Just about a year ago on a sideline conversation during the Mobile World Congress, I had a chance to catch up briefly with an old friend from my days in Washington DC. When explaining him that we at Telefónica were convinced about the momentum for a conversation on a fair share from the largest traffic generators to the costs of deploying the network infrastructure, his answer was quite frank: I have seen this movie before, and it does not end well for you.
Why fair share is not a remake of an old blockbuster but a fresh multipurpose policy tool
A range of stakeholders try indeed to portray fair share as a debate held and closed ten years ago in Dubai during the ITU WCIT Summit. Needless to bring it back because nothing in the fundamentals of how the Internet works has changed during the last decade and we need to preserve it this way to keep it as the generative engine for openness, innovation, and prosperity it has always been.
Good enough as an argument except for the reality that Internet development during the last decade has taken us nowhere near to 2012 with an incredibly unbalanced digital ecosystem. A few numbers of almighty tech giants recap most of the value, riding on unprecedented levels of concentration, self-preferencing practices and business models based on the massive collection of data from end users for profiling and advertising purposes.
All while telecom operators in particular in Europe struggle against very dire financial and regulatory conditions in a decade long downward trend on revenues, return on capital expenditure and stock market value that threatens their future viability.

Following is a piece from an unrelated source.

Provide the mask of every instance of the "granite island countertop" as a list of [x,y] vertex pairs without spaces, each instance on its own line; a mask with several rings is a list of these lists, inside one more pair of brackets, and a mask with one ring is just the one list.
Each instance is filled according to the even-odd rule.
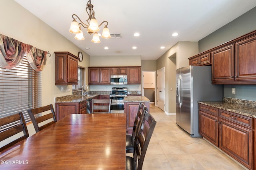
[[218,101],[201,101],[198,103],[256,118],[256,107],[253,105],[248,105],[242,103],[229,102],[226,100]]
[[[68,95],[55,97],[55,103],[80,103],[92,99],[98,95],[90,95],[90,96]],[[127,102],[150,102],[150,100],[145,96],[127,96],[124,97],[124,101]]]
[[125,102],[150,102],[150,99],[145,96],[127,96],[124,97]]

Fair share comes anew also in a very different policy landscape. With a European Commission that is moving from naive into geopolitical including clear aspirations on strategic autonomy and recognizing the need to develop its own capabilities in the digital space, where the gap with the US and China is profound and growing.

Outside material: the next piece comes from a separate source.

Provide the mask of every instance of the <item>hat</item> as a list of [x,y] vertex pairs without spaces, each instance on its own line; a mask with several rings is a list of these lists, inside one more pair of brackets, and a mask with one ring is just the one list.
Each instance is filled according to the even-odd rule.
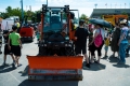
[[80,19],[80,20],[79,20],[79,24],[80,24],[80,23],[84,23],[84,20],[83,20],[83,19]]
[[121,20],[120,24],[127,24],[127,19]]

In this context fair share appears as a fresh multipurpose tool that could help to address a number of the most critical policy goals of the EU:
Digital Decade Targets
By generating a new source of revenue for European telecom operators, the EU institutions could ensure the accomplishment of the Digital Decade connectivity targets. Namely, having every household in the EU connected with gigabit capacity, having 5G coverage in every populated area and deploying 10.000 edge nodes by 2030.
Despite the current investment levels from telecom operators, a 300 bn euros gap has been identified to reach these goals.

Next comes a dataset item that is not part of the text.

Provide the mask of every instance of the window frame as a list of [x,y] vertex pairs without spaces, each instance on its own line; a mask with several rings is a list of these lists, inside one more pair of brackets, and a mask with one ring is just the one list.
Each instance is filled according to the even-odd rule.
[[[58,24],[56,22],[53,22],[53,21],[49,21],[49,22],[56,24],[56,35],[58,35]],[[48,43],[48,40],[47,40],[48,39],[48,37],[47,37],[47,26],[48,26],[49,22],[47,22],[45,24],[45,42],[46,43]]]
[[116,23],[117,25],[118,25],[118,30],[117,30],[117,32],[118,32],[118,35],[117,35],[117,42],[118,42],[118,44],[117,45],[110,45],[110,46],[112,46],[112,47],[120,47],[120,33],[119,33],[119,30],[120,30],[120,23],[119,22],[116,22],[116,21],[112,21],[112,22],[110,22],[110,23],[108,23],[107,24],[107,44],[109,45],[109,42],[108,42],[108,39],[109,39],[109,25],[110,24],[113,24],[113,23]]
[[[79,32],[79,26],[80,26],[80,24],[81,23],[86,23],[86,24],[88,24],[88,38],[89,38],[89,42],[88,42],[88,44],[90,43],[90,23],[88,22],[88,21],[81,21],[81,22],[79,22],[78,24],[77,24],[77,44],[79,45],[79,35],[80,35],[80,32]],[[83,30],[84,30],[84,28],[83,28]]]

We are talking about reverting a trend of passed and forthcoming under achievements (Lisbon Strategy, Digital Agenda targets, Gigabit Society targets) and truly delivering on the Pathway to the Digital Decade.
Strategic Autonomy and Competitiveness
Looking at the digital landscape in Europe is devastating with almost no major league player in any subsector and a declining set of telecom operators and equipment manufacturers.
Fair share would not be just a transfer of money from one sector of the Internet ecosystem to another. It would bring resources needed to fuel a radical transformation of the telecom networks in Europe based on edge computing and network as a service capability ready to support the new high quality and low latency services that Web3 and the immersive Internet will bring along and making a reality of the cloud computing to earth computing continuum.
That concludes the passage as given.